The Instituto Costarricense de Electricidad (ICE) announced the end of an era by ruling out the construction of more of its own hydroelectric plants; a decision that could lead to a reduction of electricity rates in Costa Rica.

View of part of the Reventazón Hydroelectric plant on September 16, 2016 when it was inaugurated. Its initial cost was US$757 million and ended at US$1.567 bllion (107% difference) which impacted the financial balance of ICE and electricity rates. / Photo: Alonso Tenorio.

The decision was applauded by the industrial sector that has historically criticized ICE for the high cost of its investments and its impact on electricity rates.

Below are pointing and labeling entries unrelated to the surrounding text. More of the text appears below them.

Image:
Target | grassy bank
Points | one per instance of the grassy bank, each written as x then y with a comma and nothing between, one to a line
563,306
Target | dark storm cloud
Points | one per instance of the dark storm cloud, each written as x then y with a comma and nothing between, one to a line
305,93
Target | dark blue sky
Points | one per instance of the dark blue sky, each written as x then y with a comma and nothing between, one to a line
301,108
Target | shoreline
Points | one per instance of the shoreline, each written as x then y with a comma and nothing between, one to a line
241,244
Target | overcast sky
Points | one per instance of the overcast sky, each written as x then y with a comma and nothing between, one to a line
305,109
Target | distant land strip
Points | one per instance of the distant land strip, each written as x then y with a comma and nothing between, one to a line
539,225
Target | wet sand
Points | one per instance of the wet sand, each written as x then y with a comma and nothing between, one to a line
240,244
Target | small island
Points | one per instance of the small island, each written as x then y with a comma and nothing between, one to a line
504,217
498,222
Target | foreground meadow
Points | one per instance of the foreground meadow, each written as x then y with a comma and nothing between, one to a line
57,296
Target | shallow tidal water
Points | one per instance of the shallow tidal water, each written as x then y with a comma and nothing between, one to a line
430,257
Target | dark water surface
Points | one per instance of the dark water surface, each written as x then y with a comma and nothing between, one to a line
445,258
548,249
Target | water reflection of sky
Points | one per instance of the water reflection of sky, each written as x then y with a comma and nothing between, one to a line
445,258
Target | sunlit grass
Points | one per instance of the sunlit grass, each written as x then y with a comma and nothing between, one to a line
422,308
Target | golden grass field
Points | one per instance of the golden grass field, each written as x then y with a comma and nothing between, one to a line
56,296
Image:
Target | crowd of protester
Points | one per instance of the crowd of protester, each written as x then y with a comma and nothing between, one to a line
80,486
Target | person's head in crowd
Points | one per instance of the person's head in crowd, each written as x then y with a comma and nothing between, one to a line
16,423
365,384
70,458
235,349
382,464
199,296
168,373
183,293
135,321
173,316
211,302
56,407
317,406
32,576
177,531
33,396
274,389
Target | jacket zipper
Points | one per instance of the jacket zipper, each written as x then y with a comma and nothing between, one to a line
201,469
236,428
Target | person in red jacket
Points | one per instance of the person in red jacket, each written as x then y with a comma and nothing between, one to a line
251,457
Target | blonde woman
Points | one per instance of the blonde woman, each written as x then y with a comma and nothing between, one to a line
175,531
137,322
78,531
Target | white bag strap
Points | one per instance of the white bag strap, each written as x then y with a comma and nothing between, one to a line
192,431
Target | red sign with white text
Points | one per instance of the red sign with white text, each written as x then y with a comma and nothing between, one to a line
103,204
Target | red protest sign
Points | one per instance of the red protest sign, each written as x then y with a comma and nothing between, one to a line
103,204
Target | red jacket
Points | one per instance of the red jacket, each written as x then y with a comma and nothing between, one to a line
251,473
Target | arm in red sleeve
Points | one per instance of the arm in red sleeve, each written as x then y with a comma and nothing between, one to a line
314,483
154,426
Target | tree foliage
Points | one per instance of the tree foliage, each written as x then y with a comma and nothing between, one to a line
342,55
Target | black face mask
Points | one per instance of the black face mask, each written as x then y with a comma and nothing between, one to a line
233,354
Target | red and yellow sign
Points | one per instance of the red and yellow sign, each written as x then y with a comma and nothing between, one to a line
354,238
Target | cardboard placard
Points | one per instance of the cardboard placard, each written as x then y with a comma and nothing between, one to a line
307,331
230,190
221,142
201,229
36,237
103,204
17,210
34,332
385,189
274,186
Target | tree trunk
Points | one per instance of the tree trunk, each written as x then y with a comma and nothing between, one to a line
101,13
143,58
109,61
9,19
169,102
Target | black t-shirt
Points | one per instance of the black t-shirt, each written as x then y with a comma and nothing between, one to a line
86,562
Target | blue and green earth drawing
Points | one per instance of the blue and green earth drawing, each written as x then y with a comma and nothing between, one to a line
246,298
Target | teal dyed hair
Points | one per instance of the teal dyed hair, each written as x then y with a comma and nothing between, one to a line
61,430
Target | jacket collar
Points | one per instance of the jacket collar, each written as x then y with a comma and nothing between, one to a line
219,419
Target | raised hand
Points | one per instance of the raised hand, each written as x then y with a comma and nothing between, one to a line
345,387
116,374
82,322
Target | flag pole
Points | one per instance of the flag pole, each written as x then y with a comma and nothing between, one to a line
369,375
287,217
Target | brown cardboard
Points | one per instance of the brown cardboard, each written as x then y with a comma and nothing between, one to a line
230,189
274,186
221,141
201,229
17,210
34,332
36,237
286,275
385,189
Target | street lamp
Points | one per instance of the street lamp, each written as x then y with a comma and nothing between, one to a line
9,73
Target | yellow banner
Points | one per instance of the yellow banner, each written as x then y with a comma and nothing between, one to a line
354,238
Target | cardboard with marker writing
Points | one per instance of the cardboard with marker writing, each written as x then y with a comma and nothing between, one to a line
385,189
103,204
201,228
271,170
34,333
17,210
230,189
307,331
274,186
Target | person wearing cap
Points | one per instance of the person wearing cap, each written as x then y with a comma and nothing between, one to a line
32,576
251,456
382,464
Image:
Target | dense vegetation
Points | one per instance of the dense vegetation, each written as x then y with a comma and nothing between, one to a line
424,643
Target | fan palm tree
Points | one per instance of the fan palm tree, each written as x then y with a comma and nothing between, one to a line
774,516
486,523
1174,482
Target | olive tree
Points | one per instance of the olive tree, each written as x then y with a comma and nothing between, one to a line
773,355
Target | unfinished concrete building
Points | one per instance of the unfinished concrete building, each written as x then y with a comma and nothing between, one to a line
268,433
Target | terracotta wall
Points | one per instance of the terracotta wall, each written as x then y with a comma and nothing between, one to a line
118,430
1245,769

Hazel Cepeda Hodgson, ICE general manager, confirmed that the entity does not foresee new own power generation works for at least seven years.

The forecast is that it will be until 2027 when ICE will review if it is necessary to increase the capacity for generation and if so, it will most likely opt for geothermal generation.

“Although ICE will not enter into the construction of new projects in the coming years, the analysis and planning of the energy matrix dictates that by 2027 we review whether we should undertake a new project at the end of the useful life of some of our plants. If so, it would be in geothermal energy where there is great potential,” Cepeda explained in an interview with La Nación on January 23.

When asked if this implied for the ICE to give up new hydro projects, Cepeda replied: “Definitely. What we will work on will be research and development very cautiously in geothermal energy”.

In the country, there is a capacity to develop hydro projects but the majority of rivers are located in indigenous territories or national parks; a circumstance that legally prevents ICE from carrying them out.

For now, the Instituto plans for the year 2034 the possible expansion of six of its own geothermal parks and once in operation, a wind farm of its own (there are another six planned, but with private capital) and two private solar projects.